México y Estados Unidos encaran sus próximas campañas presidenciales en un contexto de relaciones bilaterales delicadas, definidas por el tráfico migratorio indocumentado, el tráfico de opioides y el combate al narcotráfico. La atención fronteriza es más prominente en la narrativa electoral estadounidense que en la mexicana, donde el control migratorio es fundamental para el presidente Biden y exmandatario Trump; y, en México se enfatiza el nearshoring y la protección de la diáspora mexicana en EU. Mientras que México está en camino de elegir por primera vez a una presidenta, el panorama electoral en EU no está tan definido, lo que puede intensificar narrativas populistas. Sin embargo, la posibilidad de que Trump regrese a la Casa Blanca es real.
Ambas candidatas ven esta perspectiva como un riesgo político y un desafío para sus administraciones, anticipando que Trump utilice la ratificación del T-MEC en 2026 y la imposición de aranceles como herramientas de negociación para defender los intereses estadounidenses.

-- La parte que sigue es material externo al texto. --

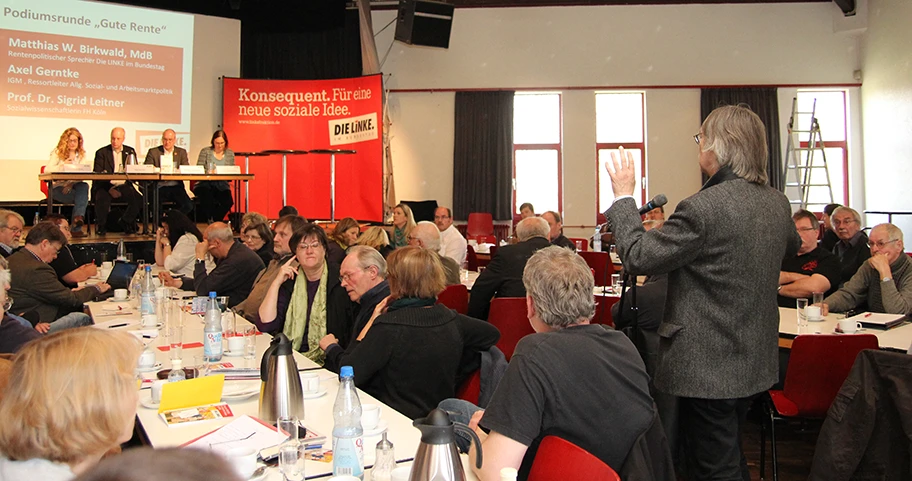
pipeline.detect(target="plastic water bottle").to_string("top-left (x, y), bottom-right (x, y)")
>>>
top-left (168, 359), bottom-right (187, 382)
top-left (139, 266), bottom-right (155, 316)
top-left (333, 366), bottom-right (364, 479)
top-left (203, 292), bottom-right (222, 362)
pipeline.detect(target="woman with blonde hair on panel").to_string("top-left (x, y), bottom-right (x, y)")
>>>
top-left (390, 203), bottom-right (416, 249)
top-left (0, 327), bottom-right (142, 481)
top-left (44, 127), bottom-right (92, 237)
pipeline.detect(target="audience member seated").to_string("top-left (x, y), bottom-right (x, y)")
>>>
top-left (234, 214), bottom-right (307, 321)
top-left (823, 224), bottom-right (912, 314)
top-left (0, 257), bottom-right (41, 354)
top-left (0, 329), bottom-right (142, 481)
top-left (244, 224), bottom-right (275, 265)
top-left (73, 448), bottom-right (245, 481)
top-left (44, 127), bottom-right (89, 237)
top-left (434, 207), bottom-right (468, 266)
top-left (442, 247), bottom-right (654, 480)
top-left (7, 222), bottom-right (111, 332)
top-left (155, 209), bottom-right (215, 278)
top-left (145, 129), bottom-right (193, 214)
top-left (778, 209), bottom-right (842, 308)
top-left (322, 247), bottom-right (498, 419)
top-left (820, 204), bottom-right (842, 252)
top-left (409, 221), bottom-right (460, 286)
top-left (358, 226), bottom-right (393, 259)
top-left (0, 209), bottom-right (25, 257)
top-left (320, 246), bottom-right (389, 372)
top-left (390, 204), bottom-right (415, 249)
top-left (326, 217), bottom-right (361, 264)
top-left (832, 207), bottom-right (871, 287)
top-left (256, 224), bottom-right (355, 365)
top-left (542, 210), bottom-right (576, 251)
top-left (158, 222), bottom-right (264, 307)
top-left (193, 130), bottom-right (234, 223)
top-left (92, 127), bottom-right (143, 235)
top-left (469, 217), bottom-right (551, 319)
top-left (44, 214), bottom-right (98, 289)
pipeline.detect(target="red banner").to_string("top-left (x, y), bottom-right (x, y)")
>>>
top-left (222, 75), bottom-right (383, 221)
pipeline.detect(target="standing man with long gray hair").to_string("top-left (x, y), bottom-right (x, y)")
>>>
top-left (605, 106), bottom-right (801, 481)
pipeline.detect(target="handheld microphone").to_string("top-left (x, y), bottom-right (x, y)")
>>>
top-left (640, 194), bottom-right (668, 215)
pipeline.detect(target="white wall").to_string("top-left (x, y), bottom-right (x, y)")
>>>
top-left (373, 3), bottom-right (861, 235)
top-left (861, 0), bottom-right (912, 234)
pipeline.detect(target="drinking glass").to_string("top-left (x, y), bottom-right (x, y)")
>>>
top-left (279, 439), bottom-right (304, 481)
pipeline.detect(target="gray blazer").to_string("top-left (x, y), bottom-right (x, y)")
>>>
top-left (605, 168), bottom-right (801, 399)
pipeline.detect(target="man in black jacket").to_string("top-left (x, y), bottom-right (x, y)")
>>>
top-left (469, 217), bottom-right (551, 319)
top-left (92, 127), bottom-right (142, 235)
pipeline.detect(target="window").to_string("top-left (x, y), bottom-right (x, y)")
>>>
top-left (595, 92), bottom-right (646, 212)
top-left (513, 92), bottom-right (563, 214)
top-left (795, 90), bottom-right (849, 212)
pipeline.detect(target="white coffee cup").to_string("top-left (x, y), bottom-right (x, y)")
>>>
top-left (361, 404), bottom-right (381, 429)
top-left (139, 349), bottom-right (155, 369)
top-left (227, 336), bottom-right (244, 354)
top-left (390, 466), bottom-right (412, 481)
top-left (225, 448), bottom-right (257, 479)
top-left (838, 319), bottom-right (861, 334)
top-left (143, 314), bottom-right (158, 327)
top-left (152, 379), bottom-right (168, 404)
top-left (301, 372), bottom-right (320, 394)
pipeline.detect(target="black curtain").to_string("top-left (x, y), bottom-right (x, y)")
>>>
top-left (700, 87), bottom-right (783, 191)
top-left (453, 91), bottom-right (514, 220)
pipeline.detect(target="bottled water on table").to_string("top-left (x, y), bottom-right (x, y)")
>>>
top-left (333, 366), bottom-right (364, 479)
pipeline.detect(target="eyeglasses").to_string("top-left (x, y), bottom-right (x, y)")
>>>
top-left (868, 239), bottom-right (899, 249)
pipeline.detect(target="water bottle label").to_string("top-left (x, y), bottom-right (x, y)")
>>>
top-left (333, 436), bottom-right (364, 478)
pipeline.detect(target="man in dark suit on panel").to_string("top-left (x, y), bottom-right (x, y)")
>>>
top-left (145, 129), bottom-right (193, 214)
top-left (605, 106), bottom-right (801, 481)
top-left (92, 127), bottom-right (142, 235)
top-left (469, 217), bottom-right (551, 319)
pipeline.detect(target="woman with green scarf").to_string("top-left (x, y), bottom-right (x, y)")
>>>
top-left (256, 223), bottom-right (354, 365)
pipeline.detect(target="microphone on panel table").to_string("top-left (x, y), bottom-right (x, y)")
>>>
top-left (640, 194), bottom-right (668, 215)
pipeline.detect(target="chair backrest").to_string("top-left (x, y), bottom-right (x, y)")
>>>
top-left (579, 251), bottom-right (614, 286)
top-left (783, 334), bottom-right (879, 418)
top-left (528, 435), bottom-right (621, 481)
top-left (568, 237), bottom-right (589, 251)
top-left (488, 297), bottom-right (535, 362)
top-left (466, 212), bottom-right (494, 236)
top-left (437, 284), bottom-right (469, 314)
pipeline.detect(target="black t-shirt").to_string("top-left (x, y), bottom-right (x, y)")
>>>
top-left (777, 247), bottom-right (842, 307)
top-left (481, 324), bottom-right (653, 479)
top-left (48, 246), bottom-right (79, 289)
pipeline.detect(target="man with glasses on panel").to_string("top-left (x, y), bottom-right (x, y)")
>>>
top-left (830, 207), bottom-right (871, 287)
top-left (0, 209), bottom-right (25, 257)
top-left (823, 224), bottom-right (912, 314)
top-left (778, 209), bottom-right (841, 307)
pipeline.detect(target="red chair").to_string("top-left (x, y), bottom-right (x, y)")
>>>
top-left (466, 212), bottom-right (494, 236)
top-left (488, 297), bottom-right (535, 362)
top-left (437, 284), bottom-right (469, 314)
top-left (579, 251), bottom-right (614, 286)
top-left (456, 369), bottom-right (481, 406)
top-left (760, 334), bottom-right (879, 480)
top-left (528, 435), bottom-right (621, 481)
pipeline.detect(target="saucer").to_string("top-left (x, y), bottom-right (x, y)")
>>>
top-left (303, 389), bottom-right (326, 399)
top-left (362, 419), bottom-right (389, 436)
top-left (136, 362), bottom-right (161, 372)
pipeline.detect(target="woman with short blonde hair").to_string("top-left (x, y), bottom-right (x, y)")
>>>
top-left (0, 327), bottom-right (142, 481)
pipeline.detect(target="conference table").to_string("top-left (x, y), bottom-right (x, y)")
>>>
top-left (88, 292), bottom-right (476, 481)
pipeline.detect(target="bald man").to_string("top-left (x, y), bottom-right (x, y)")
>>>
top-left (92, 127), bottom-right (142, 235)
top-left (159, 222), bottom-right (265, 307)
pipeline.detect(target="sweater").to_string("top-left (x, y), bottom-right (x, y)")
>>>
top-left (328, 304), bottom-right (500, 419)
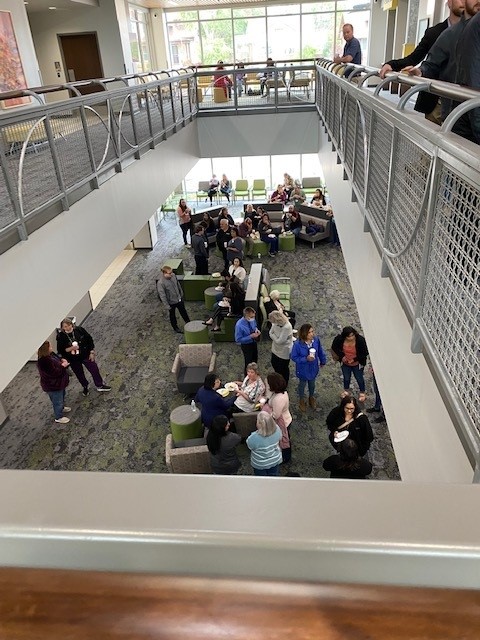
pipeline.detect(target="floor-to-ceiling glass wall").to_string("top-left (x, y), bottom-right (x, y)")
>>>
top-left (164, 0), bottom-right (370, 67)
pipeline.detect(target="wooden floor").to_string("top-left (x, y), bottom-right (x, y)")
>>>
top-left (0, 569), bottom-right (480, 640)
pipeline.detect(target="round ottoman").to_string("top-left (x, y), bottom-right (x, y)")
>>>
top-left (183, 320), bottom-right (210, 344)
top-left (278, 233), bottom-right (295, 251)
top-left (170, 404), bottom-right (203, 442)
top-left (204, 287), bottom-right (221, 311)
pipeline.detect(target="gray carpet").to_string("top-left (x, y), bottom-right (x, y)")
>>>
top-left (0, 202), bottom-right (400, 480)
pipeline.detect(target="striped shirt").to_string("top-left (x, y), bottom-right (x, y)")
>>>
top-left (247, 425), bottom-right (282, 469)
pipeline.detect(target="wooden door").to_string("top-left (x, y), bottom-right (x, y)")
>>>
top-left (58, 33), bottom-right (103, 94)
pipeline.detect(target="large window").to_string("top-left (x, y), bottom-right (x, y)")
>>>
top-left (128, 5), bottom-right (152, 73)
top-left (165, 0), bottom-right (370, 67)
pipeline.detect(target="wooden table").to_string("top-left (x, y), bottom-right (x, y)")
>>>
top-left (0, 568), bottom-right (480, 640)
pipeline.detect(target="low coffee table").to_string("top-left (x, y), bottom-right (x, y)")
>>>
top-left (170, 404), bottom-right (203, 442)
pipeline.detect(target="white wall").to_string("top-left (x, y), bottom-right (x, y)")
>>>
top-left (368, 0), bottom-right (388, 67)
top-left (0, 0), bottom-right (42, 95)
top-left (197, 111), bottom-right (319, 158)
top-left (0, 123), bottom-right (199, 391)
top-left (30, 0), bottom-right (127, 100)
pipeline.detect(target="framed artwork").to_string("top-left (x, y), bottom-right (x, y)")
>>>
top-left (417, 18), bottom-right (430, 44)
top-left (0, 11), bottom-right (31, 109)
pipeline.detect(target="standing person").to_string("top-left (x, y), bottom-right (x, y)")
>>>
top-left (220, 174), bottom-right (232, 203)
top-left (37, 340), bottom-right (71, 424)
top-left (217, 219), bottom-right (232, 274)
top-left (246, 411), bottom-right (282, 476)
top-left (57, 318), bottom-right (112, 396)
top-left (323, 438), bottom-right (373, 480)
top-left (235, 307), bottom-right (261, 374)
top-left (205, 174), bottom-right (220, 204)
top-left (379, 0), bottom-right (465, 124)
top-left (157, 266), bottom-right (190, 333)
top-left (268, 311), bottom-right (293, 386)
top-left (283, 173), bottom-right (295, 200)
top-left (262, 373), bottom-right (292, 463)
top-left (238, 218), bottom-right (254, 258)
top-left (192, 224), bottom-right (208, 276)
top-left (331, 327), bottom-right (368, 402)
top-left (333, 23), bottom-right (362, 67)
top-left (290, 324), bottom-right (327, 412)
top-left (177, 198), bottom-right (193, 249)
top-left (227, 227), bottom-right (243, 268)
top-left (207, 416), bottom-right (242, 476)
top-left (327, 396), bottom-right (373, 456)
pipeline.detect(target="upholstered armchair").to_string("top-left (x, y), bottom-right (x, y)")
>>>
top-left (172, 344), bottom-right (217, 395)
top-left (165, 433), bottom-right (212, 473)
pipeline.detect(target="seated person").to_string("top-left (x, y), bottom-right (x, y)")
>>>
top-left (305, 219), bottom-right (325, 236)
top-left (244, 204), bottom-right (262, 231)
top-left (195, 372), bottom-right (235, 429)
top-left (290, 184), bottom-right (307, 204)
top-left (238, 218), bottom-right (253, 258)
top-left (282, 204), bottom-right (302, 237)
top-left (310, 189), bottom-right (327, 207)
top-left (205, 278), bottom-right (245, 332)
top-left (217, 207), bottom-right (235, 228)
top-left (227, 227), bottom-right (243, 264)
top-left (200, 211), bottom-right (217, 237)
top-left (269, 184), bottom-right (287, 204)
top-left (232, 362), bottom-right (265, 413)
top-left (258, 213), bottom-right (278, 257)
top-left (228, 257), bottom-right (247, 289)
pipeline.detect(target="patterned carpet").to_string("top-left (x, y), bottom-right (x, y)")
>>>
top-left (0, 207), bottom-right (400, 480)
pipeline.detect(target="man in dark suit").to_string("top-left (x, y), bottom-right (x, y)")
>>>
top-left (380, 0), bottom-right (465, 119)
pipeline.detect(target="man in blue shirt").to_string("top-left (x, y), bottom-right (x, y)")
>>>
top-left (235, 307), bottom-right (260, 374)
top-left (333, 23), bottom-right (362, 71)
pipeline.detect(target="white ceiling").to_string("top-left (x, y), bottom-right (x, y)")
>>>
top-left (26, 0), bottom-right (294, 13)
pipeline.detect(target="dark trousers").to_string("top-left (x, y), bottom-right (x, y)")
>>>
top-left (195, 256), bottom-right (208, 276)
top-left (271, 353), bottom-right (290, 385)
top-left (241, 340), bottom-right (258, 375)
top-left (70, 358), bottom-right (103, 387)
top-left (180, 222), bottom-right (192, 244)
top-left (168, 300), bottom-right (190, 330)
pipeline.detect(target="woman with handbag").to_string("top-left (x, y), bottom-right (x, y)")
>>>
top-left (290, 324), bottom-right (327, 412)
top-left (327, 396), bottom-right (373, 456)
top-left (331, 327), bottom-right (368, 402)
top-left (262, 373), bottom-right (292, 463)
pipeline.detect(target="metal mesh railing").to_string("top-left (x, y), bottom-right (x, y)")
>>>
top-left (317, 64), bottom-right (480, 464)
top-left (0, 72), bottom-right (197, 250)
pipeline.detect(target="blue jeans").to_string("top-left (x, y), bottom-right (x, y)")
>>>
top-left (298, 378), bottom-right (315, 398)
top-left (342, 364), bottom-right (365, 393)
top-left (47, 389), bottom-right (65, 420)
top-left (253, 464), bottom-right (278, 476)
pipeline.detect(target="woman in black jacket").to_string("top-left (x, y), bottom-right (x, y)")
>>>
top-left (323, 438), bottom-right (373, 480)
top-left (331, 327), bottom-right (368, 402)
top-left (327, 396), bottom-right (373, 456)
top-left (37, 340), bottom-right (71, 424)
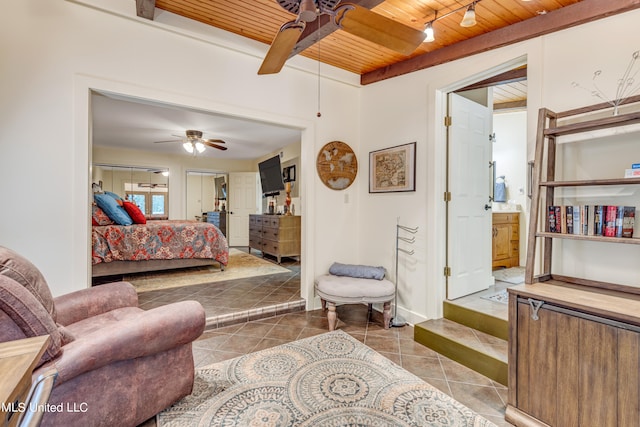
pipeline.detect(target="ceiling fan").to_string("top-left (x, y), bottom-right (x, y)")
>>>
top-left (155, 130), bottom-right (227, 154)
top-left (258, 0), bottom-right (425, 74)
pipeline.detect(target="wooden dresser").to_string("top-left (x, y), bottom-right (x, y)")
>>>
top-left (491, 212), bottom-right (520, 269)
top-left (249, 215), bottom-right (301, 264)
top-left (506, 280), bottom-right (640, 427)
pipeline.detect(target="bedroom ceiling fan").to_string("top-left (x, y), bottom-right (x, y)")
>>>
top-left (155, 130), bottom-right (227, 154)
top-left (258, 0), bottom-right (426, 74)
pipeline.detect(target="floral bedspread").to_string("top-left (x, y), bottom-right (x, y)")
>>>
top-left (91, 220), bottom-right (229, 265)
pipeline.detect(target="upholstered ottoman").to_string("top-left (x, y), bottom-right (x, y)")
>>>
top-left (315, 274), bottom-right (395, 331)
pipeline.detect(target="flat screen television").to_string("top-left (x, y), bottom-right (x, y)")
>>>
top-left (258, 156), bottom-right (284, 196)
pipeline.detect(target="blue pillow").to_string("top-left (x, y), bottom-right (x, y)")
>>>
top-left (104, 191), bottom-right (122, 200)
top-left (329, 262), bottom-right (386, 280)
top-left (93, 194), bottom-right (133, 225)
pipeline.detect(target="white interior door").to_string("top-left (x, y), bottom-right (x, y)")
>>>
top-left (227, 172), bottom-right (260, 246)
top-left (447, 93), bottom-right (494, 299)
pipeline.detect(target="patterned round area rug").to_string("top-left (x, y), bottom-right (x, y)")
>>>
top-left (157, 331), bottom-right (495, 427)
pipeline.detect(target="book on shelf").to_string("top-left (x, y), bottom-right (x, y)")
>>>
top-left (616, 206), bottom-right (624, 237)
top-left (547, 206), bottom-right (558, 233)
top-left (556, 206), bottom-right (567, 234)
top-left (563, 206), bottom-right (573, 234)
top-left (622, 206), bottom-right (636, 237)
top-left (584, 205), bottom-right (595, 236)
top-left (593, 205), bottom-right (604, 236)
top-left (603, 205), bottom-right (618, 237)
top-left (571, 205), bottom-right (582, 234)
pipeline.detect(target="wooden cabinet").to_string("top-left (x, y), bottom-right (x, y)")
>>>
top-left (505, 97), bottom-right (640, 427)
top-left (249, 215), bottom-right (301, 264)
top-left (207, 211), bottom-right (227, 237)
top-left (505, 281), bottom-right (640, 427)
top-left (491, 213), bottom-right (520, 269)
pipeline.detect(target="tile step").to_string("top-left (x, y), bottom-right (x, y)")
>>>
top-left (414, 318), bottom-right (508, 386)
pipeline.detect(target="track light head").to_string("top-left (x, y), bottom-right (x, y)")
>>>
top-left (460, 3), bottom-right (476, 27)
top-left (424, 22), bottom-right (436, 43)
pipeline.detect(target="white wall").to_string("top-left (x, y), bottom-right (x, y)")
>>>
top-left (0, 0), bottom-right (360, 297)
top-left (493, 111), bottom-right (529, 265)
top-left (357, 10), bottom-right (640, 322)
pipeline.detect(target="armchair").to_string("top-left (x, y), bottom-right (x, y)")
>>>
top-left (0, 246), bottom-right (205, 426)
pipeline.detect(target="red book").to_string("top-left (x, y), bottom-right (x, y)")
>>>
top-left (622, 206), bottom-right (636, 237)
top-left (604, 206), bottom-right (618, 237)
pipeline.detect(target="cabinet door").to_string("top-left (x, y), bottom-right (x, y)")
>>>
top-left (514, 302), bottom-right (640, 427)
top-left (493, 224), bottom-right (511, 260)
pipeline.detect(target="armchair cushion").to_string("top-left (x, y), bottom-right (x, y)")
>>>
top-left (0, 274), bottom-right (62, 365)
top-left (41, 301), bottom-right (205, 385)
top-left (0, 246), bottom-right (56, 321)
top-left (54, 282), bottom-right (138, 326)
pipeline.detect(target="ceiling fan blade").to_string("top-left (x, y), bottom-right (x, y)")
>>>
top-left (334, 3), bottom-right (426, 55)
top-left (258, 21), bottom-right (305, 74)
top-left (202, 139), bottom-right (227, 150)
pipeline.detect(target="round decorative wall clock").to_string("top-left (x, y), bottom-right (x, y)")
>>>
top-left (316, 141), bottom-right (358, 190)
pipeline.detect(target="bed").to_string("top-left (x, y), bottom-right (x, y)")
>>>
top-left (91, 220), bottom-right (229, 277)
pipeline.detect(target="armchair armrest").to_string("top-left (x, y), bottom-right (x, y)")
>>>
top-left (34, 301), bottom-right (205, 384)
top-left (53, 282), bottom-right (138, 326)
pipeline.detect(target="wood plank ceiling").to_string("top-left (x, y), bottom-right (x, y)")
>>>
top-left (148, 0), bottom-right (640, 84)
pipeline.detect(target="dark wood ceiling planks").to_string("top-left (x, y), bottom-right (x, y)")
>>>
top-left (149, 0), bottom-right (640, 84)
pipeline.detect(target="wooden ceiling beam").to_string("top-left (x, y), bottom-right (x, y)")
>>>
top-left (136, 0), bottom-right (156, 21)
top-left (290, 0), bottom-right (384, 58)
top-left (360, 0), bottom-right (640, 85)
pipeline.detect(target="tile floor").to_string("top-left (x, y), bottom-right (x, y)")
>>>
top-left (140, 251), bottom-right (510, 427)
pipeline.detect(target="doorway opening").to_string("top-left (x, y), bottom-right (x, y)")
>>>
top-left (446, 65), bottom-right (530, 318)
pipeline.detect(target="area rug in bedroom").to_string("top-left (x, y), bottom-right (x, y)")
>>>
top-left (124, 248), bottom-right (290, 292)
top-left (156, 330), bottom-right (495, 427)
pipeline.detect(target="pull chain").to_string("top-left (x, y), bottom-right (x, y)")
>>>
top-left (316, 19), bottom-right (322, 117)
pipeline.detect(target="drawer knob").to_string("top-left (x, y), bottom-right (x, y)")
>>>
top-left (529, 298), bottom-right (544, 320)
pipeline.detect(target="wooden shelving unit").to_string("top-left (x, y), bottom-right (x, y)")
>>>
top-left (505, 96), bottom-right (640, 427)
top-left (525, 96), bottom-right (640, 289)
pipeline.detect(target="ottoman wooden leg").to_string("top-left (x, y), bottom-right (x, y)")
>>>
top-left (327, 302), bottom-right (338, 331)
top-left (382, 301), bottom-right (391, 329)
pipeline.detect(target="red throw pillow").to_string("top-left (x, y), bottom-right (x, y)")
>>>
top-left (122, 200), bottom-right (147, 224)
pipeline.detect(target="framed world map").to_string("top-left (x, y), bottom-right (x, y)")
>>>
top-left (316, 141), bottom-right (358, 190)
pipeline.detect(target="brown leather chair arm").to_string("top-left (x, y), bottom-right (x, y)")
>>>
top-left (33, 301), bottom-right (205, 384)
top-left (53, 282), bottom-right (138, 326)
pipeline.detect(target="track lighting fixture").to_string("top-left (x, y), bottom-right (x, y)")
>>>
top-left (424, 22), bottom-right (436, 43)
top-left (424, 0), bottom-right (482, 42)
top-left (460, 3), bottom-right (476, 27)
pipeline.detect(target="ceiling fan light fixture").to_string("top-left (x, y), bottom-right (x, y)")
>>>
top-left (424, 22), bottom-right (436, 43)
top-left (460, 3), bottom-right (476, 27)
top-left (298, 0), bottom-right (317, 22)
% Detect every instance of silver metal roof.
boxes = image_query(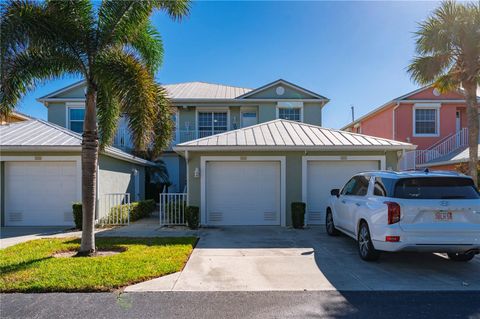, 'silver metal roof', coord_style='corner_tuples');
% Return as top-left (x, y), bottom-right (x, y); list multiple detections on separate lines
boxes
(174, 119), (415, 151)
(163, 82), (252, 99)
(0, 119), (156, 166)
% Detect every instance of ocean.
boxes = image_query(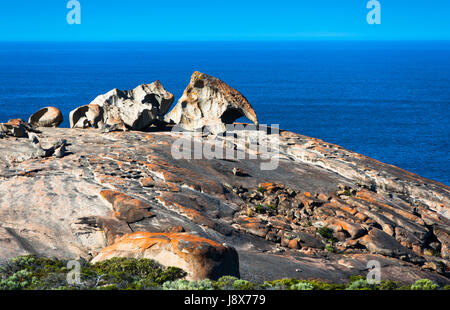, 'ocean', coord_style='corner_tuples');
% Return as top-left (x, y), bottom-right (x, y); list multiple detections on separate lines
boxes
(0, 41), (450, 185)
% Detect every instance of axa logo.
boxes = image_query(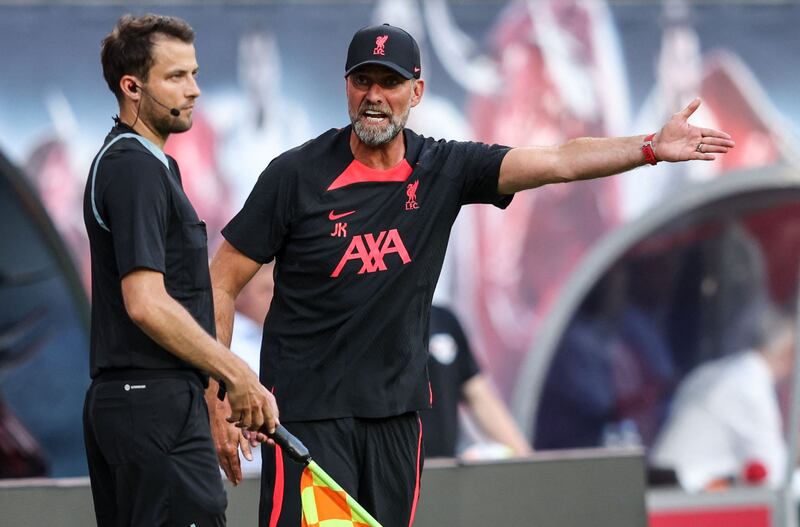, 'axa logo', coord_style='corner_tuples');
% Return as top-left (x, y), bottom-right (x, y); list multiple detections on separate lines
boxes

Ambos países enfrentan desafíos democráticos, donde existe el riesgo de que los resultados electorales no sean reconocidos, con instituciones bajo ataque que socavan la división de poderes. Independientemente de los resultados electorales, fortalecer los lazos fronterizos y abordar preocupaciones previas a la ratificación del T-MEC en 2026 es crucial para mantener la estabilidad económica regional y cooperación bilateral.
Yussef Farid Núñez. Asociado PJCOMEXI.